Will more sovereigns and corporates continue to issue bonds in the low-rate environment? T&T for one, has long been rumoured come out with another USD-denominated bond to no avail.

But these low rates aren’t driven by demand and supply right? Definitely not! This repression can lead to asset booms/busts, uncontrollable bouts of inflation, sudden stops in economic activity from loss of confidence, or capital flight (PIMCO).

# Locally: Political And Economic Inertia, Promising Budget, Increasing Energy Sector Activity, The Beginning Of Internationalization

On the local front, the 2012/13 budget gave us several talking points; few as over-analyzed as the removal of VAT on several food items, and the increase of the ‘Premium’ gas price. While the budget was set to be one of austerity according to most sources, prevailing economic conditions had the final say. A rising food –import bill continues to play its part in inflation figures which currently stand above 8%.

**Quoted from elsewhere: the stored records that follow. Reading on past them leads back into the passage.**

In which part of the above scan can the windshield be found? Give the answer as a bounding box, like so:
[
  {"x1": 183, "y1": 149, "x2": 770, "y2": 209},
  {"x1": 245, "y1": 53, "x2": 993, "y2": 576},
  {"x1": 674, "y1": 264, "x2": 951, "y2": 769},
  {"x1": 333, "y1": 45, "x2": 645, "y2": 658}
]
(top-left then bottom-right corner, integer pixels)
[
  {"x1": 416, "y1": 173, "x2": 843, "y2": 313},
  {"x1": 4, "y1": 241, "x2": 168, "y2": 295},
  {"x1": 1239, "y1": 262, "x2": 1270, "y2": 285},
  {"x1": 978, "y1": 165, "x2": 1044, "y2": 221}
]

In terms of direction, however, much has to be done to achieve diversification away from the energy sector. In that vein, other energy destinations have been mooted; namely Ghana, Guyana and French Guiana. 2011 saw National Gas Company (NGC) selected by the Ghana National Petroleum Corporation in a competitive bid for a project to supply energy to power plants in Ghana (Reuters). To our knowledge, NGC has not followed up on this contract, but similar ventures outside T&T would be welcome sources of revenue going forward.

I know, I know – a lot to take in all at once. 2012 was just that type of year, but I would say that most economies are grateful for what was (by and large) a year of recovery. Investors clung onto their bonds for dear life, while adjusting their rate expectations, but we expect some migration in equities very early into 2013.